10. Ha intenzione di continuare a scrivere molte altre storie riguardo Yeruldelgger e i suoi colleghi della polizia di Ulan Bator, o ne ha un numero preciso in mente, con un inizio (Yeruldelgger) e una fine?
IM: Come ho detto prima, si tratta di una trilogia. Ho scritto il terzo romanzo l’estate scorsa, e uscirà in Francia in ottobre.

11. C’è qualcosa che vuole aggiungere per i suoi lettori italiani?

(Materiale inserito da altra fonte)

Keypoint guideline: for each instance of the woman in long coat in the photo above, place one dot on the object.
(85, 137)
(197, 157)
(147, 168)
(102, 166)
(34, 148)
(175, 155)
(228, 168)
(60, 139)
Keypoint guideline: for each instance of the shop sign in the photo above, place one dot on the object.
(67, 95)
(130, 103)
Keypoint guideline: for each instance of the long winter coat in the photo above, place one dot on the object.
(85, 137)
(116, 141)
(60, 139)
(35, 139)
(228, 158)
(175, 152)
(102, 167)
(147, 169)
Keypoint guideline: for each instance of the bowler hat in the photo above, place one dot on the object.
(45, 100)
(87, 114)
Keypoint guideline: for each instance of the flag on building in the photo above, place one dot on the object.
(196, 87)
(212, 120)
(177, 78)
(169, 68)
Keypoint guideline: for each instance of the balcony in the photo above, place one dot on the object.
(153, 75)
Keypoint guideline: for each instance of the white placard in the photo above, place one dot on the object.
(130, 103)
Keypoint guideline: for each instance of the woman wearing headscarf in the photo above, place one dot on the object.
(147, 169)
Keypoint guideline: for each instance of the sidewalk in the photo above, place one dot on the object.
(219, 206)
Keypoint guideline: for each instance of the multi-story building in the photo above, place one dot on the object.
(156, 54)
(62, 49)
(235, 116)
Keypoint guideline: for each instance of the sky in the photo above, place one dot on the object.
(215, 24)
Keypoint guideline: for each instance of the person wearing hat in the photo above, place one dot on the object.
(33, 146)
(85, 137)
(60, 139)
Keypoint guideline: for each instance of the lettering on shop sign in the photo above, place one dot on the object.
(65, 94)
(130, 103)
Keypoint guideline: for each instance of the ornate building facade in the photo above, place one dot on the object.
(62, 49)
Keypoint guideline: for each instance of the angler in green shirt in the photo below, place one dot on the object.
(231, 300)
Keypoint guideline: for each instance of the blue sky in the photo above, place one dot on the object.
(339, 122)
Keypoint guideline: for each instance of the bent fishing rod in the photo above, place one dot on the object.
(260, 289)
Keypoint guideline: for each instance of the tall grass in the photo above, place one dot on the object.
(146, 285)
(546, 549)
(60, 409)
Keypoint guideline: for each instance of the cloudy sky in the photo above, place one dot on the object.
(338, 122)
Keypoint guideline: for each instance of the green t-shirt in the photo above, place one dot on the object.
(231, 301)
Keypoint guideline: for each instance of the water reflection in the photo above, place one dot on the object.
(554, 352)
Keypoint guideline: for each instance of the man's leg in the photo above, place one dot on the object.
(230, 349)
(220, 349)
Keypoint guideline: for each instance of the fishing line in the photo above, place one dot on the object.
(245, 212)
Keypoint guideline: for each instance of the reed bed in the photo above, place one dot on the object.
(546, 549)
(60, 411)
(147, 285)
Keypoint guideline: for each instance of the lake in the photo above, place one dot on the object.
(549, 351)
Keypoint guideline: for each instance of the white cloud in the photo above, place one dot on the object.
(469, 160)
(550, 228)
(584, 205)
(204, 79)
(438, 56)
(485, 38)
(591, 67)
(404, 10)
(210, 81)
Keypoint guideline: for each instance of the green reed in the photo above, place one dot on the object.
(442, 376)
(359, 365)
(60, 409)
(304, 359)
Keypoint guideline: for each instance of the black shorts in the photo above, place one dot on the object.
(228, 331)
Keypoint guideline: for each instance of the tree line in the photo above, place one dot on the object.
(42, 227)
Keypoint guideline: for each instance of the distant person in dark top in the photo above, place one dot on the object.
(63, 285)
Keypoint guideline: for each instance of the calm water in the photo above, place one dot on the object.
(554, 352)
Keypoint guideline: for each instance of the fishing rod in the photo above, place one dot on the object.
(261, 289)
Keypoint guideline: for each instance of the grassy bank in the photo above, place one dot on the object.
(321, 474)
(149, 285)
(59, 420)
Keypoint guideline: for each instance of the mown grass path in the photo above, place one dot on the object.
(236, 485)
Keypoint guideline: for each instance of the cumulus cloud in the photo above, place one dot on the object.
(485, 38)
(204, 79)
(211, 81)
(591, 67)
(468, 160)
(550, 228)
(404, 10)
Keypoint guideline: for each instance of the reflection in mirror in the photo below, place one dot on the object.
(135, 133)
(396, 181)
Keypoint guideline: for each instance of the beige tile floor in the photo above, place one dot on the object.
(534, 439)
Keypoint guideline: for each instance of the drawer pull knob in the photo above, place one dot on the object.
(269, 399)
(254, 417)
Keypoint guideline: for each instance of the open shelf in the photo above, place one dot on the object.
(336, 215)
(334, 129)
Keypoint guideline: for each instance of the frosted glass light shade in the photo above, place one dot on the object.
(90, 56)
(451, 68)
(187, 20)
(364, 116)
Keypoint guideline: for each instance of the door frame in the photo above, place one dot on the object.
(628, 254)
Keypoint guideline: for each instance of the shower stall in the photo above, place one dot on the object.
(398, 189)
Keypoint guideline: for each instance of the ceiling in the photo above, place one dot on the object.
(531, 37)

IM: Sono molto contento di essere tradotto in italiano, e per una casa editrice tanto seria come la Fazi. Una delle mie figlie vive a Pisa, e una volta ho scritto che penso spesso di trasferirmi in Italia per continuare a scrivere. Una cosa è certa: spenderò gran parte dei guadagni che avrò da questo libro per venire in visita il più spesso possibile. Ho aspettato tanto, ma sento che finalmente Yeruldelgger mi porterà questa parte di “Dolce Vita” che tutti ci meritiamo.

Detto questo, ringraziamo Monsieur Manoukian per essere stato tanto gentile da accettare questa conversazione con noi, e anche per il suo romanzo Yeruldelgger che sarà disponibile dal 30 giugno 2016. In pari data troverete la recensione su questo blog, sempre a cura di Marco A. Piva.